Torque is the rotational analog of force: τ = r × F, with magnitude τ = rF sinθ, where r is the distance from the pivot (moment arm) and θ is the angle between r and F. Torque causes angular acceleration. The moment arm is the perpendicular distance from the pivot to the line of action of the force. A larger moment arm produces more torque for the same force magnitude.
Practice computing torques for forces applied at various angles to a lever arm. Use the sign convention: counter-clockwise torques are positive, clockwise are negative. Solve static equilibrium problems where Στ = 0 and ΣF = 0 simultaneously.
You already know from rotational kinematics how to describe rotation — angular velocity, angular acceleration, and so on. But what *causes* angular acceleration? Just as a net force causes linear acceleration (F = ma), a net torque causes angular acceleration. Torque is the rotational analog of force.
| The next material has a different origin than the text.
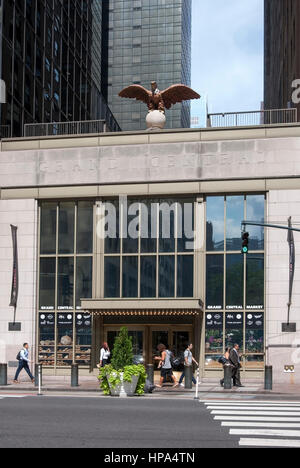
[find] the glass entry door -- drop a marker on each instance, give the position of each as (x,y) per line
(175,337)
The core formula is τ = rF sinθ, where r is the distance from the pivot to the point where the force is applied, F is the force magnitude, and θ is the angle between the force vector and the lever arm. The key quantity is the moment arm — the perpendicular distance from the pivot to the *line of action* of the force. If you extend the force vector infinitely in both directions, the moment arm is the shortest distance from the pivot to that line. Mathematically this is just r sinθ, so τ = F × (moment arm).
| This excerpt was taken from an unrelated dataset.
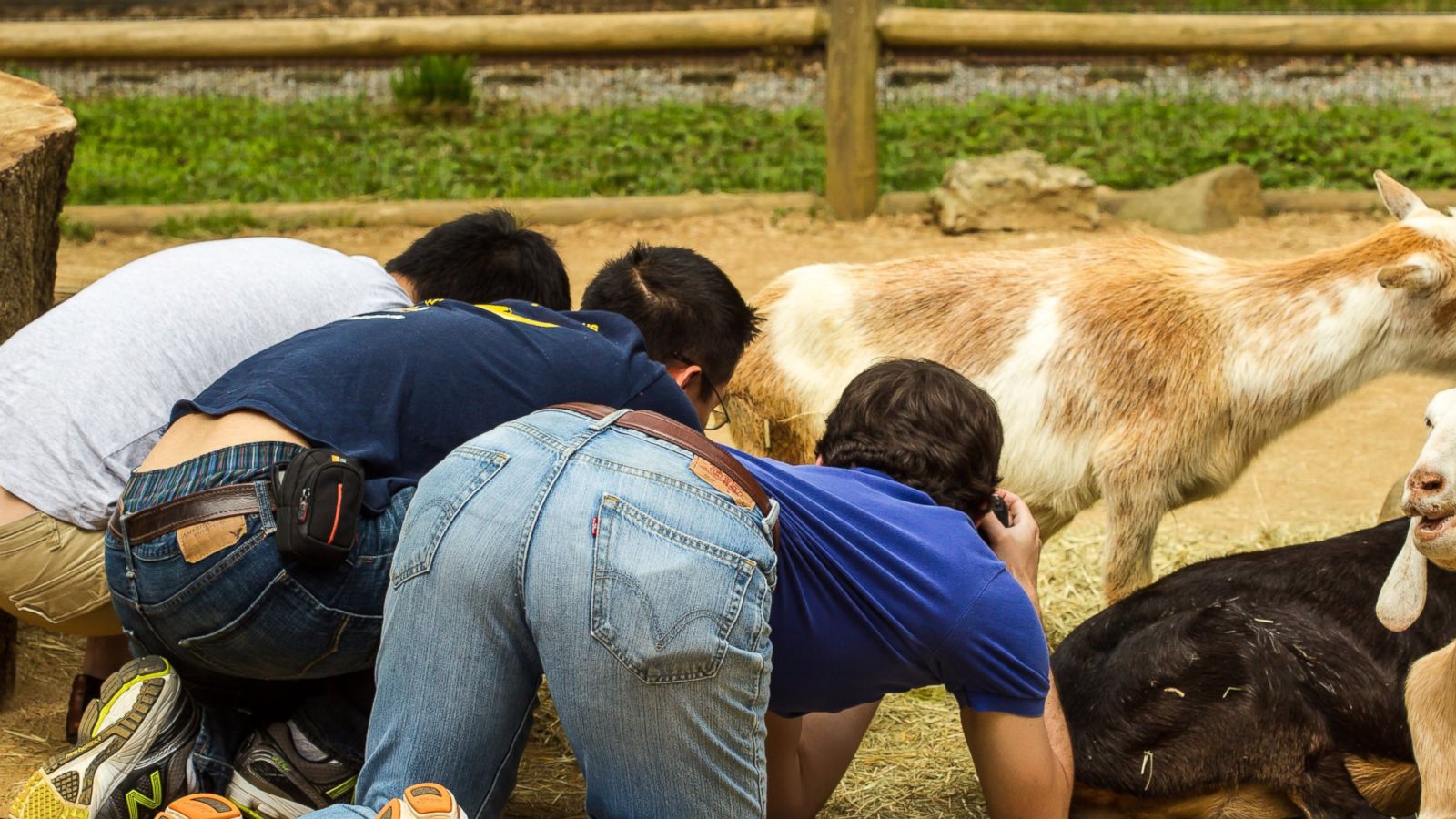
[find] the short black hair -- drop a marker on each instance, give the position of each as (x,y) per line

This geometry explains two important things. First, applying a force perpendicular to the lever (θ = 90°) produces the maximum torque — all of the force contributes to rotation. A force applied along the lever (θ = 0° or 180°) produces zero torque — it just pushes toward or away from the pivot. Second, the farther from the pivot you apply the force, the greater the torque. This is why door handles are placed at the edge of the door, not near the hinges, and why a longer wrench makes it easier to loosen a bolt.
For sign convention, counter-clockwise torques are typically positive and clockwise are negative. In static equilibrium problems (where nothing rotates), you need both ΣF = 0 (no net linear force) and Στ = 0 (no net torque). This second condition is what lets you solve for unknown forces in structures like beams, bridges, and seesaws.
One critical pitfall: torque is always defined relative to a chosen pivot. The same force can produce a large torque about one axis and zero torque about another. In a problem, always state which pivot you're using before computing. Often you can choose the pivot strategically — placing it at the location of an unknown force eliminates that force from the torque equation, simplifying the algebra.